Tytyl and Mytyl are accompanied on their search by a strange assortment of dancing fire spirits, a loaf of bread incarnated as a maharajah, and a cat who fears the bluebird’s discovery will also be his death sentence. Tourneur uses superimposition and various tricks from Melies’s bag to bring the elements and animals to life. There’s a nice use of reverse motion when Mytyl changes from night-shirt to expedition-wear. A clever use of silhouettes conveys the fairytale atmosphere of one of the Rich Children’s fetes. The Tyls’ journey gets crazier, though. First they visit the Palace of Night, where Tytyl looks in vain for the bird among the Wan Sicknesses, Shades and Terrors and even War. The children then visit The Happy Dead, where they are reunited with their late grandparents and a crowd of “my little dead brothers and sisters.” After a stop by an explosive orgy being held by the Spenserian figure of Luxury-of-Being-Rich, the Tyls finally reach the Palace of Happiness, where they survey the Joy of Living, Joys of Pure Thoughts, and the Happy Young. Seeing that these joys are represented by young women mostly in gauze, it may be more truth to say they are supposed to be the Joy of the Libidinous Producer and the Lonely Audience Member.

Tourneur draws mostly on turn of the century kitsch for his rendition of these allegorical elements. Modern audiences may be surprised to see both Sleep and Death incarnated as two naked children. The capper is a tour of children waiting to be born., prefaced by a vision of “The Greatest Joy of All — Maternal Love.” The passing of nine decades has made this high cheese indeed. The most curious inhabitants of this world are a pair of tots known as “The Lovers.” They are forcibly sundered when one is due to be born before the other. “How will I know you?” asks the precocious spirit, doomed to stay in heaven’s departure lounge a little longer. “I’ll be the saddest person alive,” says the imminent fetus.

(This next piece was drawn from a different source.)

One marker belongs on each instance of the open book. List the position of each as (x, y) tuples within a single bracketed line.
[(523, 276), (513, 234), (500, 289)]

Like The Wizard of Oz (1939) only kookier, the phantasmagoria ends back home, where the bluebird has been all along. In case the head is still spinning, Tourneur’s child heroes look into the camera to advise us to seek our own bluebird, “in your own home, WHERE HE IS APT TO BE FOUND.” (emphasis titles’ own). Where Regeneration uses realism and historical recreation to give audiences an image of the world they live in, this wartime fantasia acts a kind of pablum. Its domestic advocacy may be a protest against America’s involvement in Europe. Considering its Belgian author and French director, it’s closer to an idealized notion of what’s at stake. Tourneur and Maeterlinck would lose this particular battle. Blue Bird‘s metaphysics are one of Victoriana’s last attempts to comfort antiquated mindsets while an ocean away, a new world was being born in Flanders’ fields.

Tourneur would actually adapt to the times, returning to France and eventually becoming a major player in the Vichy film industry during World War II. Bertrand Tavernier includes him in his cinematic history of the period, Laisser-passer (2001). The same year, the Norwegian-born Belle would reappear in Tourneur’s adaptation of Ibsen‘s A Doll’s House as one of the Helmar children. The Blue Bird was adapted by Charles Maigne, a Richmond-born author who discovered his metier was writing and directing Westerns like The Trail of the Lonesome Pine before dying in 1929.